Они пересекают залив на последнем вечернем пароме под полумесяцем, зловеще мерцающем сквозь низкие облака. Судно ровно проходит под темной глыбой моста, ведущего из Сан-Франциско в Окленд и выглядящего строже и серьезнее своего собрата, облюбованного туристами.
Паром причаливает неподалеку от порта Окленд, среди пакгаузов. С ними велосипеды, купленные у человека, называющего себя русским Майком, на углу улиц Терк и Ливенворт. Корвина берет себе глянцевый зеленый «Швинн», Пенумбре достается синий прогулочный велосипед с удлиненным седлом. Они едут на площадку Западного Окленда, которую нетрудно найти: там возвышаются гладкие бетонные опоры, на которых пока ничего нет, горы ржаво-красных арматурных стержней дожидаются вплетения в камень, спят многочисленные экскаваторы.
Замечают Гектора, который лениво прохаживается по периметру своего участка, облаченный в некое подобие полицейской униформы. Подают сигнал издалека, приближаются осторожно. Оставаясь в тени, говорят: festina lente. Он хрипит, машет рукой, чтобы проходили, и продолжает свой путь вдоль ограды, даже не взглянув им в лица.

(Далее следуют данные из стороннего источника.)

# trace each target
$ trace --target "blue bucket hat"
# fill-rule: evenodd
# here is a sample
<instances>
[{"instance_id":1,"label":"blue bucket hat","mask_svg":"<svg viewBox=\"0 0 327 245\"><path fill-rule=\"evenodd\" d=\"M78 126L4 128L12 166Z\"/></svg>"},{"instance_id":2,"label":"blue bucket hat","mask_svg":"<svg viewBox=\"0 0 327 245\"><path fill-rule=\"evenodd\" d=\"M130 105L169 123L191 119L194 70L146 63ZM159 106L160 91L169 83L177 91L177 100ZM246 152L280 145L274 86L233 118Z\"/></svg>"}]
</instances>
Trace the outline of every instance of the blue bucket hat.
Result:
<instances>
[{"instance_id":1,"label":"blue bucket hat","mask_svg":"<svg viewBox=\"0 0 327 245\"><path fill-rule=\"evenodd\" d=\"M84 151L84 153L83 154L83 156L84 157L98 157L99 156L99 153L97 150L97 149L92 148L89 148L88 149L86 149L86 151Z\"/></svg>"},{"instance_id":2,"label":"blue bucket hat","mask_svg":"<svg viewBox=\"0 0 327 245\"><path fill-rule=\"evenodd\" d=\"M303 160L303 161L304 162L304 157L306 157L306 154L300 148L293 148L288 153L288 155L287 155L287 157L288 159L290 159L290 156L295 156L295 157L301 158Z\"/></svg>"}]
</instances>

Разверзается пасть тоннеля через Залив. С ее металлических губ клочьями свисает рыхлая грязь; это место больше похоже не на строительный объект, а на древнюю гробницу. Железнодорожного пути еще нет. Вместо него с площадки спускается широкая, заросшая сорняками колея, обозначенная следами прошедших грузовиков. Освещения нет. К этому они подготовились.
Корвина достает туристический фонарь и вешает его на руль своего велосипеда.
– Готов?
Пенумбра покрепче усаживается в седле.
– Вроде бы да.
Их поглощает тоннель. Корвина несется вперед, нажимая педали долгими уверенными движениями, его коробка скоростей пыхтит и потрескивает, пока он быстро подбирает оптимальный режим. Пенумбра оглядывается, смотрит, как вид через вход в трубу – грязный овал оклендского неба – сжимается и меркнет, становясь в конце концов не ярче цветовых пятен, образуемых сетчаткой глаза в отсутствии света.
В такую мглу он никогда еще не попадал. Дно трубы под покрышками ровное, как будто он едет в помещении, по баскетбольной площадке или банковскому залу. Каждые несколько секунд раздается глухой стук: это он проезжает через один из швов тоннеля – мест, где огромные металлические отрезки соединены и герметизированы, чтобы не просачивалась вода из залива.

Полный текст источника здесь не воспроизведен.